OO is a trick, functional programming is a lie and C# sucks

Good Ideas, Through the Looking Glass (PDF) "Enough has been said and written about this non-feature [goto] to convince almost everyone that it is a primary example of a bad idea. The designer of Pascal retained the goto statement (as well as the if statement without closing end symbol). Apparently he lacked the courage to break with convention and made wrong concessions to traditionalists. But that was in 1968. By now, almost everybody has understood the problem, but apparently not the designers of the latest commercial programming languages, such as C#."

"To postulate a state-less model of computation on top of a machinery whose most eminent characteristic is state, seems to be an odd idea, to say the least. The gap between model and machinery is wide, and therefore costly to bridge. No hardware support feature can wash this fact aside: It remains a bad idea for practice. This has in due time also been recognized by the protagonists of functional languages. They have introduced state (and variables) in various tricky ways. The purely functional character has thereby been compromised and sacrificed. The old terminology has become deceiving."

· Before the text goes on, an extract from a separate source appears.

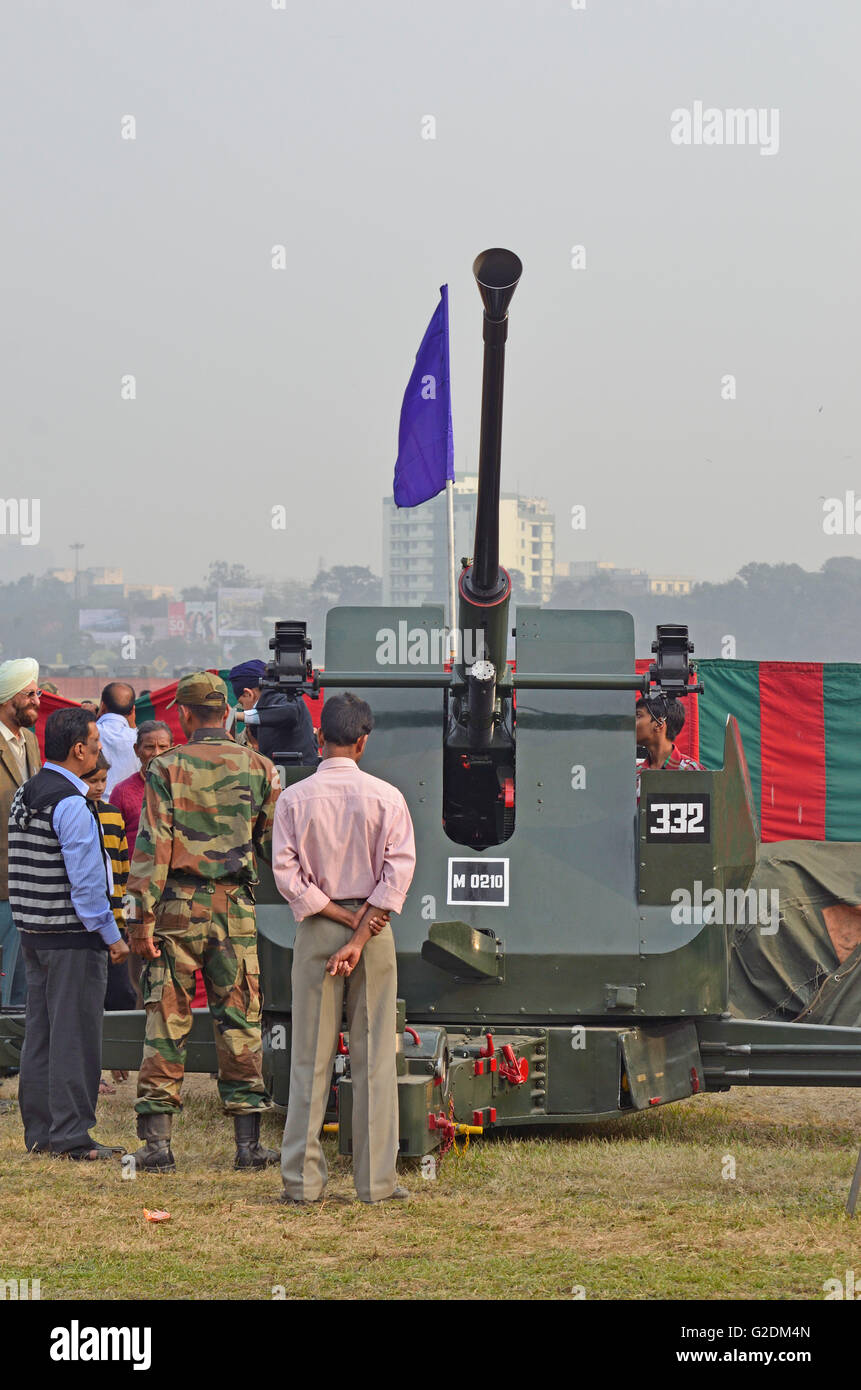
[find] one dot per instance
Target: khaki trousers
(316, 1022)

"...this writer believes that a more effective way to let a system make good use of parallelism is provided by object-orientation, each object representing its own behaviour in the form of a “private” process."

And on Object Oriented Programming: "Objects are records, classes are types, methods are procedures, and sending a method is equivalent to calling a procedure...Was this change of terminology expressing an essential paradigm shift, or was it a vehicle for gaining attention, a “sales trick”? "

1 comment:

Jim said...

OO is not a trick for one and only one simple reason:
Large dev teams need encapsulation.

Without encapsulation more upfront planning is needed to prevent conflicts. This hurts innovation by limiting the amount of RAD work that can be done.

Separating "classes" (if you decided to attempt OO in C) basically involves writing each class in it's own file. This helps to decrease maintainance however OO in non-OO languages, in *large* teams is not effective at preventing bugs such as variables or functions using the same name.

Using OO in non-OO results in a lot of external tooling and development processes that are aimed at the environment instead of the language itself (i.e. using a database that maintains a list of function names and plugs into the IDE.)